The present study first developed a practical method based on the Diurnal Temperature Cycle (DTC) model to temporally normalize the airborne LSTs in cloud-free skies. We assumed that two factors (i.e., the typical diurnal pattern and instantaneous fluctuation from the mean atmospheric conditions) were involved in detecting LST. We then established an Improved DTC (IDTC) model that analyzes the influences of wind speed and fluctuations that cannot be measured by the DTC model. The temporal normalization of the LST requires two parts. The first aspect is the DTC variables, including Ta, tm, ts, and δT. Each land cover type has its unique DTC pattern because of its physical characteristics. Therefore, in-situ LSTs in a diurnal cycle at each ground site were employed to calculate the DTC variables through the Levenberg-Marquardt method. A look-up table (LUT) for the DTC variables of different land cover types was then constructed. The linear regression technique was subsequently utilized to evaluate the LST instantaneous fluctuation of the second part. The TASI stripes were checked pixel by pixel. The variables for each pixel were then searched from the LUT to normalize each TASI stripe.

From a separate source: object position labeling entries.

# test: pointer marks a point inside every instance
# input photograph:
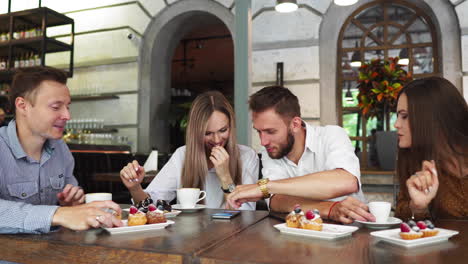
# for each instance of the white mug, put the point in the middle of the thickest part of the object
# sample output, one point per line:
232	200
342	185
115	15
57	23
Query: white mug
91	197
381	211
188	197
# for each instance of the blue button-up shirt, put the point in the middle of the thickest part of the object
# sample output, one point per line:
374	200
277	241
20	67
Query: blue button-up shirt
28	188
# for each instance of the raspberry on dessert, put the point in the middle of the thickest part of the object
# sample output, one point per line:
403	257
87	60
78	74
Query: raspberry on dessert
152	207
404	227
421	225
133	210
310	215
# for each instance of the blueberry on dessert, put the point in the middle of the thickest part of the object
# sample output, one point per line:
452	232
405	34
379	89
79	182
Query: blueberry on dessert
410	233
293	218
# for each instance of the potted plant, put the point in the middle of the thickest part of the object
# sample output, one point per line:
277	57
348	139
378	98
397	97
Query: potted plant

First, the DTC and IDTC models were evaluated in the temporal normalization of the TASI LST on July 10, 2012 by selecting the Heihe Watershed Allied Telemetry Experimental Research (HiWATER) experiment region as the study area. Results show that the TASI LST normalized by the IDTC model was generally more consistent with the ground measured LST than the DTC model. The accuracy of the IDTC model was approximately 0.3 K to 0.6 K higher than the DTC model. Second, to better demonstrate the performance of the IDTC model in the entire study area, the TASI LST images that had been normalized to the ASTER overpass time (12:12 local time) were up-scaled to 90 m and then compared with the ASTER LST. The data indicate that both the temporal normalization methods (DTC and IDTC models) could decrease the LST differences among different TASI stripes. The TASI LST normalized by the IDTC model was more consistent with the ASTER LST, especially in the Gobi Desert and desert steppe. Third, the temporal normalization of the ground measured LST was also implemented to test the IDTC model. It further demonstrates that the IDTC model was better than the DTC model in the temporal normalization of airborne LST.

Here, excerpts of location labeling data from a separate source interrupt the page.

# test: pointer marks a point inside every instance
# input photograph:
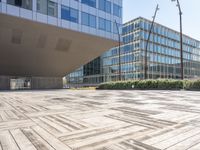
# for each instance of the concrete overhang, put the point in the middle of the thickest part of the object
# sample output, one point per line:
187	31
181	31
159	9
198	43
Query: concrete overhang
29	48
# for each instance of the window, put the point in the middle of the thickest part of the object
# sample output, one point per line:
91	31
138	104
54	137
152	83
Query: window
117	10
104	25
69	14
105	6
52	9
115	28
27	4
88	20
91	3
47	7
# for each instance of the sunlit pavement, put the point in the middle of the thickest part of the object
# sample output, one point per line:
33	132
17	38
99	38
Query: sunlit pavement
99	120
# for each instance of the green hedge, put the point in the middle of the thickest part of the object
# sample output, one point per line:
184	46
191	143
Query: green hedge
167	84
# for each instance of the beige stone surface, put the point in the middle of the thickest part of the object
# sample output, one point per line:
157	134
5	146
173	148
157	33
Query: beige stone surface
99	120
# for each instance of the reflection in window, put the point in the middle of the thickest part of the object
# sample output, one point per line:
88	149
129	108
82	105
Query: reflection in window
105	6
47	7
52	9
117	10
88	20
27	4
104	25
91	3
69	14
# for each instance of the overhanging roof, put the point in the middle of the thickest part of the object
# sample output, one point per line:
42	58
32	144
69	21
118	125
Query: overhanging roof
29	48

This study proposes a practical method that temporally normalizes the airborne LST based on the DTC and IDTC models to lower the temperature difference among different stripes. Results indicate that the temporal normalization based on the DTC and IDTC models can effectively obtain a large scene composed of multiple flight lines before mosaicking different stripes. The IDTC model, which involves the influences of wind speed and LST fluctuation, also performs better than the DTC model. Our present research has presented a new perspective on the temporal normalization of satellite LST.